Mr. Fedak has served as organist and choir director for churches and synagogues in the East and Midwest. From 1990 until 2021, he held the position of Minister of Music and Arts at Westminster Presbyterian Church on Capitol Hill in Albany, New York, where he directed an active music program and recital series. While at Westminster he also oversaw the restoration and reinstallation of the church’s historic four-manual, 1929 E. M. Skinner pipe organ. In 2014 he was reappointed Organist/Choir Director at Congregation Beth Emeth in Albany, a position he had previously held from 1991 to 2001. He has taught organ and keyboard harmony at the College of St.

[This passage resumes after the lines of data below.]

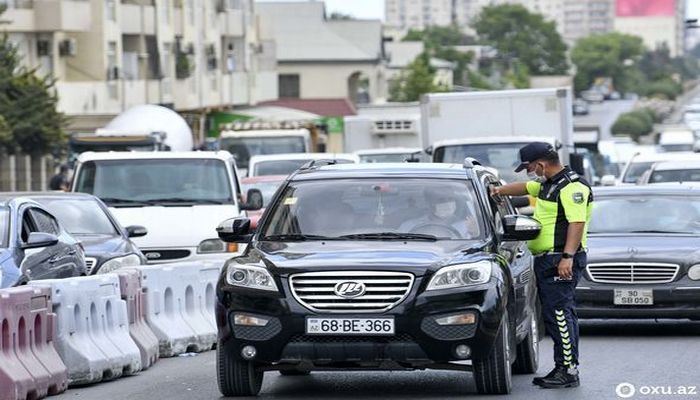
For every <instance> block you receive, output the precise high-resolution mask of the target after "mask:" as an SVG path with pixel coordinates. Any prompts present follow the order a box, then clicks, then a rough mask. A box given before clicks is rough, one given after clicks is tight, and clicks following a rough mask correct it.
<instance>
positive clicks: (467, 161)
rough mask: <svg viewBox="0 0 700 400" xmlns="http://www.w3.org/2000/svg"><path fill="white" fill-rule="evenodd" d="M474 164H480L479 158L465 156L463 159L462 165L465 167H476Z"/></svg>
mask: <svg viewBox="0 0 700 400" xmlns="http://www.w3.org/2000/svg"><path fill="white" fill-rule="evenodd" d="M476 166H479V167H480V166H481V163H480V162H479V160H477V159H476V158H474V157H467V158H465V159H464V164H463V167H464V168H465V169H472V168H474V167H476Z"/></svg>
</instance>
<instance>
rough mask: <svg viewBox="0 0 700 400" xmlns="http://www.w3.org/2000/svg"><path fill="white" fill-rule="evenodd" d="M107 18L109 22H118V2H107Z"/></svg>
mask: <svg viewBox="0 0 700 400" xmlns="http://www.w3.org/2000/svg"><path fill="white" fill-rule="evenodd" d="M105 16H106V18H107V20H108V21H116V20H117V4H116V0H105Z"/></svg>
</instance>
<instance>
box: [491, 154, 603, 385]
mask: <svg viewBox="0 0 700 400" xmlns="http://www.w3.org/2000/svg"><path fill="white" fill-rule="evenodd" d="M520 160H521V164H520V165H519V166H518V168H517V169H516V170H515V172H520V171H522V170H523V169H527V173H528V177H530V179H531V180H530V181H529V182H526V183H512V184H508V185H504V186H501V187H494V188H493V189H492V194H493V195H506V196H522V195H526V194H529V195H531V196H533V197H536V198H537V204H536V206H535V215H534V217H535V219H536V220H537V221H539V223H540V224H541V225H542V230H541V232H540V234H539V236H538V237H537V238H536V239H534V240H531V241H530V242H529V243H528V247H529V248H530V251H531V252H532V253H533V254H534V255H535V275H536V277H537V289H538V293H539V298H540V303H541V305H542V314H543V317H544V321H545V324H546V328H547V333H549V335H550V336H551V337H552V340H553V341H554V363H555V367H554V369H553V370H552V372H550V373H549V374H547V375H546V376H544V377H538V378H535V379H534V380H533V381H532V383H533V384H535V385H539V386H541V387H544V388H565V387H576V386H578V385H579V376H578V368H577V367H578V317H577V315H576V302H575V299H574V291H575V288H576V285H577V284H578V281H579V278H580V276H581V273H582V271H583V269H584V268H585V266H586V252H585V246H586V231H587V228H588V221H589V220H590V217H591V210H592V202H593V193H592V191H591V188H590V185H589V184H588V183H587V182H586V181H585V179H584V178H583V177H581V176H579V175H578V174H577V173H575V172H574V171H572V170H571V169H570V168H569V167H568V166H563V165H562V164H561V162H560V161H559V156H558V154H557V152H556V150H555V149H554V147H552V145H550V144H549V143H542V142H534V143H530V144H528V145H526V146H525V147H523V148H522V149H520Z"/></svg>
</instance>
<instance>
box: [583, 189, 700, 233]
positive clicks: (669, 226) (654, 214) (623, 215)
mask: <svg viewBox="0 0 700 400" xmlns="http://www.w3.org/2000/svg"><path fill="white" fill-rule="evenodd" d="M650 216H653V218H650ZM588 230H589V233H694V234H697V233H700V198H698V197H688V196H682V197H681V196H660V195H647V196H644V197H638V196H634V197H632V196H630V197H604V198H596V201H594V202H593V214H592V216H591V223H590V225H589V228H588Z"/></svg>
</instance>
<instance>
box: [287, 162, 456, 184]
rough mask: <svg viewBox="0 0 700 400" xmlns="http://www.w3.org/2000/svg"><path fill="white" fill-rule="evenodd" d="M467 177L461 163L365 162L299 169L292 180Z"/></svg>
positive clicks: (294, 180)
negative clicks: (416, 177) (379, 162)
mask: <svg viewBox="0 0 700 400" xmlns="http://www.w3.org/2000/svg"><path fill="white" fill-rule="evenodd" d="M402 176H403V177H421V178H424V177H431V178H453V179H454V178H465V179H466V178H467V175H466V172H465V169H464V166H463V165H461V164H441V163H366V164H336V165H324V166H319V167H312V168H307V169H300V170H298V171H297V172H296V173H295V174H293V175H291V176H290V179H291V180H292V181H301V180H315V179H344V178H383V177H402Z"/></svg>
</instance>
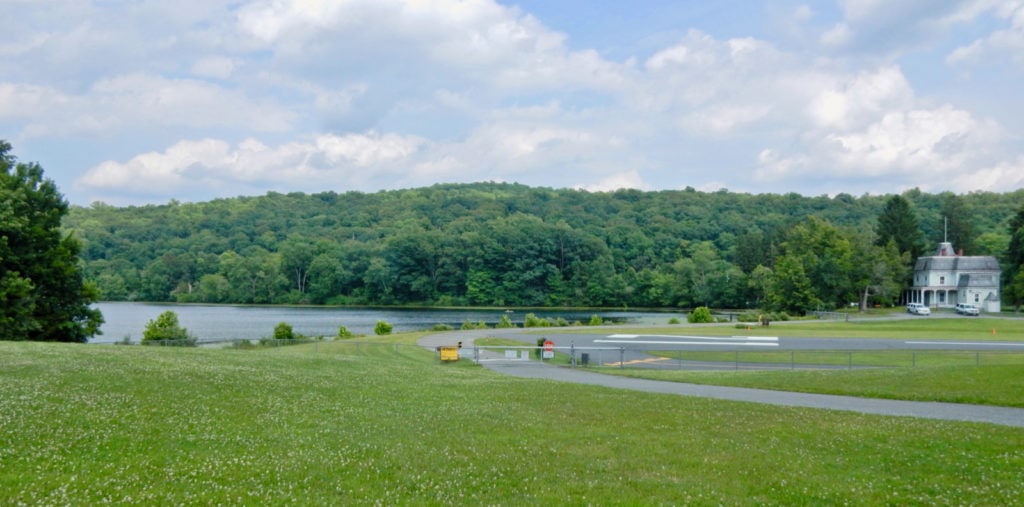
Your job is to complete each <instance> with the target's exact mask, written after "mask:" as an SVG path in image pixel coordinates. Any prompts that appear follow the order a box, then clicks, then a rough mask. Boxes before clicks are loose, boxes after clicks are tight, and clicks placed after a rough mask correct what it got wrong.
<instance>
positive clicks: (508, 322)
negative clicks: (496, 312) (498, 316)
mask: <svg viewBox="0 0 1024 507" xmlns="http://www.w3.org/2000/svg"><path fill="white" fill-rule="evenodd" d="M495 327H496V328H498V329H508V328H514V327H515V324H512V319H511V318H509V314H508V313H505V314H504V315H502V319H501V320H500V321H498V326H495Z"/></svg>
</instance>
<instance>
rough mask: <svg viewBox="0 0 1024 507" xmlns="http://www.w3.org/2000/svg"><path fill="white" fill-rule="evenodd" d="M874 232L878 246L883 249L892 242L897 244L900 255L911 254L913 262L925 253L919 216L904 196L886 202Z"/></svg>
mask: <svg viewBox="0 0 1024 507" xmlns="http://www.w3.org/2000/svg"><path fill="white" fill-rule="evenodd" d="M874 231H876V234H877V235H878V238H876V240H874V244H876V245H878V246H880V247H883V246H885V245H886V244H888V243H889V242H890V241H893V242H896V248H898V249H899V253H900V254H902V253H909V254H910V259H911V261H913V260H916V258H918V257H920V256H921V255H922V253H924V251H925V246H924V243H925V241H924V235H923V234H922V231H921V225H920V224H919V222H918V215H915V214H914V213H913V210H912V209H911V208H910V202H909V201H907V200H906V199H904V198H903V197H902V196H893V197H892V198H890V199H889V201H886V205H885V207H884V208H883V210H882V214H881V215H879V223H878V226H877V227H876V229H874Z"/></svg>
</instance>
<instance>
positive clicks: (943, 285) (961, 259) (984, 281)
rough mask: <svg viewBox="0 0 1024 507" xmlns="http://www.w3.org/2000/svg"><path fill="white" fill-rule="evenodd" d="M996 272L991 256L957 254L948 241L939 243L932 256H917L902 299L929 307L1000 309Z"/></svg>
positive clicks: (940, 307) (986, 309) (997, 263)
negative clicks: (938, 245) (959, 307)
mask: <svg viewBox="0 0 1024 507" xmlns="http://www.w3.org/2000/svg"><path fill="white" fill-rule="evenodd" d="M1000 274H1001V270H1000V269H999V262H998V261H997V260H995V257H992V256H981V255H958V254H957V253H956V252H955V251H954V250H953V246H952V244H951V243H948V242H946V243H940V244H939V248H937V249H936V251H935V255H932V256H927V257H926V256H922V257H918V262H916V263H915V264H914V265H913V285H912V286H911V287H910V288H909V289H908V290H907V292H906V298H905V299H906V302H908V303H923V304H925V305H926V306H930V307H933V308H951V307H953V306H955V305H956V304H957V303H967V304H973V305H975V306H977V307H978V309H980V310H982V311H1000V309H1001V307H1000V302H999V277H1000Z"/></svg>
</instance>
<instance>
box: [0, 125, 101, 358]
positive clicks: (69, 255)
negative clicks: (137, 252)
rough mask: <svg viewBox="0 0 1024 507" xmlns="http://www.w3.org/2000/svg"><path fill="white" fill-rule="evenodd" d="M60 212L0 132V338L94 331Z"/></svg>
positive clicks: (21, 336)
mask: <svg viewBox="0 0 1024 507" xmlns="http://www.w3.org/2000/svg"><path fill="white" fill-rule="evenodd" d="M67 213H68V203H67V202H66V201H65V200H63V197H62V196H60V194H59V193H58V192H57V188H56V185H55V184H54V183H53V181H52V180H49V179H44V178H43V169H42V168H41V167H40V166H39V164H24V163H18V162H17V161H16V159H15V158H14V157H13V156H12V155H10V144H9V143H7V142H6V141H3V140H0V339H3V340H39V341H68V342H85V341H87V340H88V339H89V337H91V336H93V335H95V334H97V333H98V332H99V325H100V324H102V322H103V320H102V316H101V315H100V314H99V311H98V310H96V309H95V308H91V307H90V306H89V304H90V303H92V302H94V301H95V300H96V298H97V292H96V290H95V289H94V288H93V287H92V286H91V285H89V284H86V283H84V282H83V280H82V270H81V267H80V265H79V258H78V253H79V248H80V247H79V243H78V242H77V241H75V239H74V238H72V237H70V236H63V235H62V234H61V233H60V219H61V218H62V217H63V216H65V215H66V214H67Z"/></svg>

Rose, and is presently a member of the adjunct music faculty at SUNY Schenectady. A Past Dean of the Eastern New York Chapter of the American Guild of Organists, from 2000 till 2017 Mr. Fedak was also the Chapel Organist at Emma Willard School in Troy, New York. Since 2015 he has been Accompanist and Composer-in-Residence for the Hudson-Mohawk Chorale, a 60-voice community chorus founded and directed by his wife Susan. On June 1, 2021, he assumed the post of organist at First Reformed Church of Scotia, New York. Al and Susan are the parents of two grown sons: Peter and Benjamin. They have two grandchildren.